Integrating AI Tools Into Law School Teaching

Robert MacKenzie and I have an article in Bloomberg Law, Law Schools Should Teach How to Integrate AI Tools Into Practice. It reads,

Now that artificial intelligence tools for lawyers are widely available, we decided to integrate them for a semester in our Entrepreneurship Clinic. We have some important takeaways for legal education in general and the transactional practice of law in particular.

First, employers and educators need to account for law students who already are using AI tools in their legal work and guide new lawyers about how to use such tools appropriately.

Second, different AI products lead to wildly different results. Just demonstrating this to law students is very valuable, as it dispels the notion that AI responses can replace their independent judgment.

Third, AI’s greatest value may be in refining legal judgment for lawyers in ways that can help new and experienced lawyers alike.

Legal AI Prep

As we were planning our syllabus over the summer, we provided formal training in AI tools designed for lawyers. A librarian provided us an overview of products from Bloomberg Law, Lexis, and Westlaw early in the semester.

Before the training, we asked students how they were using AI in the legal work. Their responses ranged from “not at all” to “I start all of my case law research on ChatGPT.”

We were confident that our students would be better off operating somewhere between those extremes. Over the semester, we demonstrated how AI could enhance the speed and quality of legal work, as well as the dangers of outsourcing research and judgment to an AI tool.

AI Tool Differences

Perhaps the training’s most valuable takeaway was that each tool had access to different databases of materials and had different constraints. We designed simulations that required groups of students to complete the same transactional tasks (drafting, researching, benchmarking market terms, and crafting effective client emails) using various AI tools.

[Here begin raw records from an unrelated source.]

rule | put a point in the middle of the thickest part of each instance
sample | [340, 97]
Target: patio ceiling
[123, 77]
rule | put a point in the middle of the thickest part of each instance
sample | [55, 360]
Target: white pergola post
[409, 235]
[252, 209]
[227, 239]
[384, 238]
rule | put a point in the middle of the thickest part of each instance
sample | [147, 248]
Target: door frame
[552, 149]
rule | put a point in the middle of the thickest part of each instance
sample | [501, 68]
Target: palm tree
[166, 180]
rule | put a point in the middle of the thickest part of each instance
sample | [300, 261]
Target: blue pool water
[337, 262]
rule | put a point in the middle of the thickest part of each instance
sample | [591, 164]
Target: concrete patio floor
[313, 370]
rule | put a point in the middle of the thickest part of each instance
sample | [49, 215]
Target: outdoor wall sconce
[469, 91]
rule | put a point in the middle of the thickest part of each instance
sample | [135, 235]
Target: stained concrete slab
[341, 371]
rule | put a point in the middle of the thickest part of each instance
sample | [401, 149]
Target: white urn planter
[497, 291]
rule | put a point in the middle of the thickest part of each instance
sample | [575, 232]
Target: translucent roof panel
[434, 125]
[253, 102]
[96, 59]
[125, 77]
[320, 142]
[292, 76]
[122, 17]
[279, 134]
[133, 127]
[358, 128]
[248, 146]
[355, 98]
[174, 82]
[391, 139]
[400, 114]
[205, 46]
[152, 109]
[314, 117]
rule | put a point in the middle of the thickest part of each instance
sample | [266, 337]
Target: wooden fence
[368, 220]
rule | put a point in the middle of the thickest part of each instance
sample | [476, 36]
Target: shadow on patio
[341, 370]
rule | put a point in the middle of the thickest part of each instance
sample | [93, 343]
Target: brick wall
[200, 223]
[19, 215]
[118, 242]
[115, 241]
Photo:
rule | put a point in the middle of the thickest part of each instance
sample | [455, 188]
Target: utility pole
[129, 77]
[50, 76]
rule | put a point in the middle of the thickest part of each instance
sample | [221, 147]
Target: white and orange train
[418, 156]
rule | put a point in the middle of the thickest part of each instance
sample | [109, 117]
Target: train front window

In one exercise, students acted as counsel to a small business owner. The “client” emailed them asking about standard-form contracts relevant to their industry and what pricing mechanics such contracts use.

For the research stage of the task, all teams located a standard-form construction contract, but only half of them found the industry-accepted standard form that we contemplated. The others located this form later by modifying their search approach. This helped to demonstrate some limitations of AI tools.

For the client communication stage, some teams failed to answer the “client’s” questions. This isn’t something the AI tool could address on its own, and it reminded students to constantly refocus on the big picture in addition to individual tasks.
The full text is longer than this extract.